Space charge induced velocity spread in a gyrotron MIG

Summary form only given. Generally speaking, there are a variety of sources of velocity spread, including the initial thermal velocity spread, spread due to roughness of the surface on the cathode and spread due to the effect of beam space charge. The velocity spread caused by the first two items is difficult to eliminate in principle, and related problems have been studied. We focus on the third item, the velocity spread due to the beam space charge field, and regard the effects of temperature and surface roughness as initial conditions in our simulation. It has been shown that a change in velocity spread begins during the beam´s transition from an initially laminar state to a highly nonlaminar mixed state. Our model aimed at investigating this effect. A simple model is introduced to describe the mixing process. A periodically varying potential caused by the nonuniform space charge is found to be associated with spiraling electrons, and breaks the adiabatic constancy of the magnetic moment. This space charge potential does nor vanish until electrons are completely mixed.
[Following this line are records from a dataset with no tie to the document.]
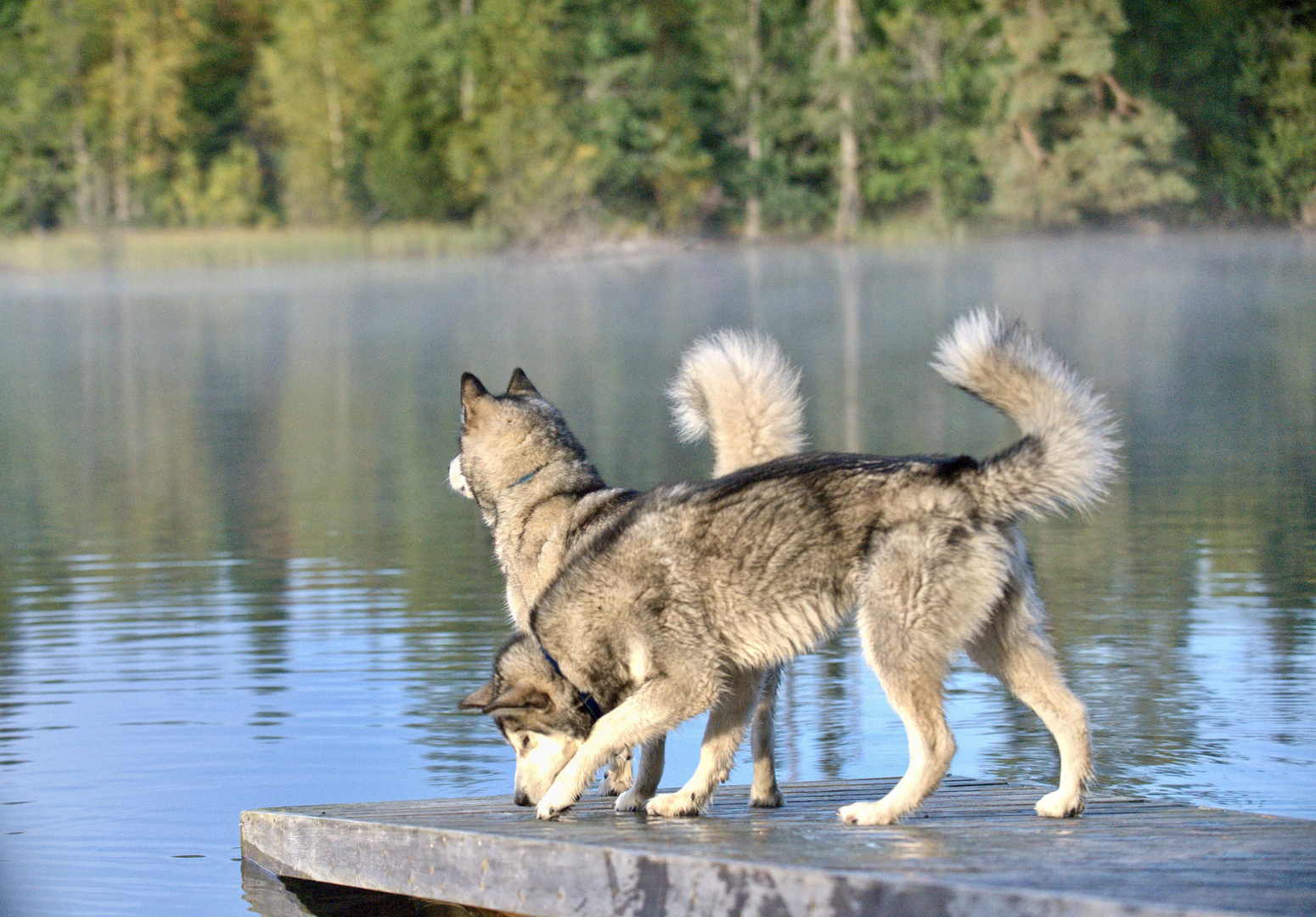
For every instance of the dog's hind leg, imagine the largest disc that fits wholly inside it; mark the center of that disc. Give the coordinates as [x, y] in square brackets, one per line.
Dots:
[652, 757]
[657, 706]
[926, 593]
[1014, 649]
[727, 723]
[765, 792]
[916, 699]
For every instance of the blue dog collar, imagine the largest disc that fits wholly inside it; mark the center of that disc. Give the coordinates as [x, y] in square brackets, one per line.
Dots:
[586, 699]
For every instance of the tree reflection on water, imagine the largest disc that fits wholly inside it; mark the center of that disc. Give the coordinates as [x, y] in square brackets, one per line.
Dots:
[233, 574]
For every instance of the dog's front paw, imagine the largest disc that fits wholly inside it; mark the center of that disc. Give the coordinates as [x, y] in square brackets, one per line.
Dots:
[868, 813]
[672, 806]
[553, 804]
[631, 802]
[616, 782]
[1060, 806]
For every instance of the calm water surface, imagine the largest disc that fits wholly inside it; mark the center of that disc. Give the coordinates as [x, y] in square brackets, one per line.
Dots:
[232, 574]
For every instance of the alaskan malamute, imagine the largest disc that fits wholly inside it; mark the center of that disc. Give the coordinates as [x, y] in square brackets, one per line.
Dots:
[543, 503]
[677, 601]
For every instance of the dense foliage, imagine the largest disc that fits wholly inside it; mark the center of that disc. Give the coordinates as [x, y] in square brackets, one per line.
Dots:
[550, 117]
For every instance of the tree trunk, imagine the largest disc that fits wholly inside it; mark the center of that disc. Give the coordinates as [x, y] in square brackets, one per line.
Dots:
[847, 160]
[333, 112]
[466, 93]
[753, 208]
[119, 146]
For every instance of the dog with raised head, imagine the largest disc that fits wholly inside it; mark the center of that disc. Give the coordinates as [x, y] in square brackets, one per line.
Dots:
[545, 503]
[679, 599]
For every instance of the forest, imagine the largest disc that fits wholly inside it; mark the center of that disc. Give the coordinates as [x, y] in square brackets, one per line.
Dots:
[586, 119]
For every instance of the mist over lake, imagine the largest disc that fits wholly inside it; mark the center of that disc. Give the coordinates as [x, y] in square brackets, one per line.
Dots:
[233, 575]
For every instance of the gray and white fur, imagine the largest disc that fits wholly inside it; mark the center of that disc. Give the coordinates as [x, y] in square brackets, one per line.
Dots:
[687, 594]
[543, 502]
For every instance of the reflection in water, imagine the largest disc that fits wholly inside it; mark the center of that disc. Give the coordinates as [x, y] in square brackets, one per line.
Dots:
[232, 572]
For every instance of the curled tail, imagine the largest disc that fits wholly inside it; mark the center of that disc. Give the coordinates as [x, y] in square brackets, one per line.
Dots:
[739, 390]
[1066, 458]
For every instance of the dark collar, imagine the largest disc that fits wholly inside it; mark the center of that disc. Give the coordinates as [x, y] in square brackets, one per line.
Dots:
[586, 699]
[521, 481]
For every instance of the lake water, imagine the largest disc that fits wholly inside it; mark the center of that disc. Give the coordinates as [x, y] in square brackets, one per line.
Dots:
[232, 574]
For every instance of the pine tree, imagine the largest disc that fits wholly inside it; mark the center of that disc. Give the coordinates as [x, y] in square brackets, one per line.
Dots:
[928, 87]
[40, 67]
[320, 87]
[1062, 140]
[1286, 146]
[516, 149]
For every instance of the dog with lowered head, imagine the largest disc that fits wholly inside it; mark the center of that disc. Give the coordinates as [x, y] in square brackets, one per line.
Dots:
[543, 502]
[681, 599]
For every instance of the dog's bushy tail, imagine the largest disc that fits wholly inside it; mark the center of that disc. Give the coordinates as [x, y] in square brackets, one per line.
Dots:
[740, 391]
[1066, 458]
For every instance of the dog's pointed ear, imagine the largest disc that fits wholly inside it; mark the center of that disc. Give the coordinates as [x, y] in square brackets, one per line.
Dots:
[521, 385]
[471, 388]
[478, 699]
[520, 696]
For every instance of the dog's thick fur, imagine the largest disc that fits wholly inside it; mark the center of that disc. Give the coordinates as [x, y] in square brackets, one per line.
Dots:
[682, 598]
[543, 503]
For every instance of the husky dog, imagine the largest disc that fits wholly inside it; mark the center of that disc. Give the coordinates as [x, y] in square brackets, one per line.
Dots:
[678, 601]
[545, 503]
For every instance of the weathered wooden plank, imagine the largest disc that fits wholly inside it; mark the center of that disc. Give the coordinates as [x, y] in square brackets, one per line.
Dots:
[974, 849]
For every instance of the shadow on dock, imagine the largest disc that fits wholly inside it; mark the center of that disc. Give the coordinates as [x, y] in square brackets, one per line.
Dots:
[974, 849]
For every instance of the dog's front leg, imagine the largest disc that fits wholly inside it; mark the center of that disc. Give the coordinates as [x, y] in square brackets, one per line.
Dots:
[652, 759]
[725, 732]
[617, 778]
[652, 712]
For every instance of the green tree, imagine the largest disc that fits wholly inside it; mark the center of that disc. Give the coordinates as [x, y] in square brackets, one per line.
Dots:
[38, 67]
[928, 86]
[320, 100]
[516, 149]
[1062, 140]
[1286, 145]
[418, 57]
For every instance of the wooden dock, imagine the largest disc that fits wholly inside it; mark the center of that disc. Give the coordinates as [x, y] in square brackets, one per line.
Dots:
[974, 850]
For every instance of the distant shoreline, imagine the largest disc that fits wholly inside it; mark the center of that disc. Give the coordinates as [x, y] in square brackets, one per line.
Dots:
[163, 249]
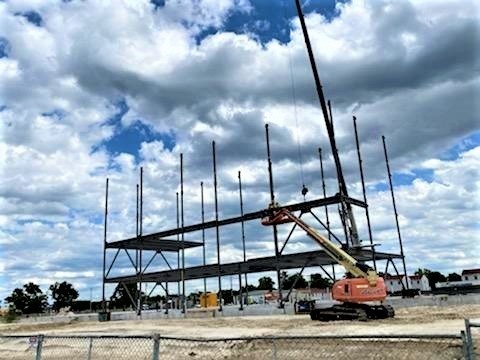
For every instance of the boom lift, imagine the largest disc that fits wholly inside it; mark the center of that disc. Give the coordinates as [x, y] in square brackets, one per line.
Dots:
[362, 285]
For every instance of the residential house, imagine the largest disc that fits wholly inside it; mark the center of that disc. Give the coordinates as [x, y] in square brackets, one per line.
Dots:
[471, 275]
[419, 282]
[394, 283]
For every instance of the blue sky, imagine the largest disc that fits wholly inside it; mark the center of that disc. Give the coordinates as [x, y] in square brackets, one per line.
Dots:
[150, 82]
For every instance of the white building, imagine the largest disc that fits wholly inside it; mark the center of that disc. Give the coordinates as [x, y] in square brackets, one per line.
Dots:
[471, 275]
[394, 283]
[419, 282]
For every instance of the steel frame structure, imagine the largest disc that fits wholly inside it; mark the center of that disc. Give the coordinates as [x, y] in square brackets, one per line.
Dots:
[158, 242]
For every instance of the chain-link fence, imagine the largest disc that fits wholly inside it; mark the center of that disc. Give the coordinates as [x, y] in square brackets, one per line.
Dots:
[279, 348]
[471, 338]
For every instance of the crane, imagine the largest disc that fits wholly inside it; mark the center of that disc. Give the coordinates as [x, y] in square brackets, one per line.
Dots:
[356, 292]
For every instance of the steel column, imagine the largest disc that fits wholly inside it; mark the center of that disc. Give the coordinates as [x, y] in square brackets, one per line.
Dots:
[395, 210]
[217, 230]
[360, 165]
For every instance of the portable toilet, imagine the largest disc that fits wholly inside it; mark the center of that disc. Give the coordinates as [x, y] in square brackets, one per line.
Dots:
[208, 300]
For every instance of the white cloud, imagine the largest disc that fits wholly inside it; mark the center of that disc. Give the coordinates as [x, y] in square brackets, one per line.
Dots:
[406, 69]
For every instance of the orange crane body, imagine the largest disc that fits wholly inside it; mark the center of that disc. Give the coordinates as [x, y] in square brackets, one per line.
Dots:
[361, 286]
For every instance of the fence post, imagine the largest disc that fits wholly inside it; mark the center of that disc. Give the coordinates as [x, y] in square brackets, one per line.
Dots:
[156, 347]
[274, 349]
[464, 345]
[469, 341]
[38, 355]
[90, 345]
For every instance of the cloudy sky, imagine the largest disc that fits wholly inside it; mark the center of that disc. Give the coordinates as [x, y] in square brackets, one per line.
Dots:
[90, 90]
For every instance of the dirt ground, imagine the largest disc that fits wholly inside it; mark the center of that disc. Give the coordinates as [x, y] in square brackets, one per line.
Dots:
[447, 320]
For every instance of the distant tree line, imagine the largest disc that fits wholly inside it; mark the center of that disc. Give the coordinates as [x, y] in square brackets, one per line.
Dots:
[31, 300]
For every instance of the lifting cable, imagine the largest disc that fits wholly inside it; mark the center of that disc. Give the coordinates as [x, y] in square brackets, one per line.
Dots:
[297, 132]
Consequently, a spread in perpendicular velocity is introduced in the mixing from the originally in phase state to the randomly mixed state. Our study suggests that the velocity spread due to temperature or cathode roughness is taken into account and could be less if a larger spread in guiding center radii can be tolerated. This new model provides a more accurate and efficient approach for analyzing the velocity spread due to mixing in MIG´s. Simulations are performed by using the design parameters of the MIT 170 GHz MIG. The velocity spread obtained from this model is a little larger than that predicted by the EGUN finite-element calculation, and the possible.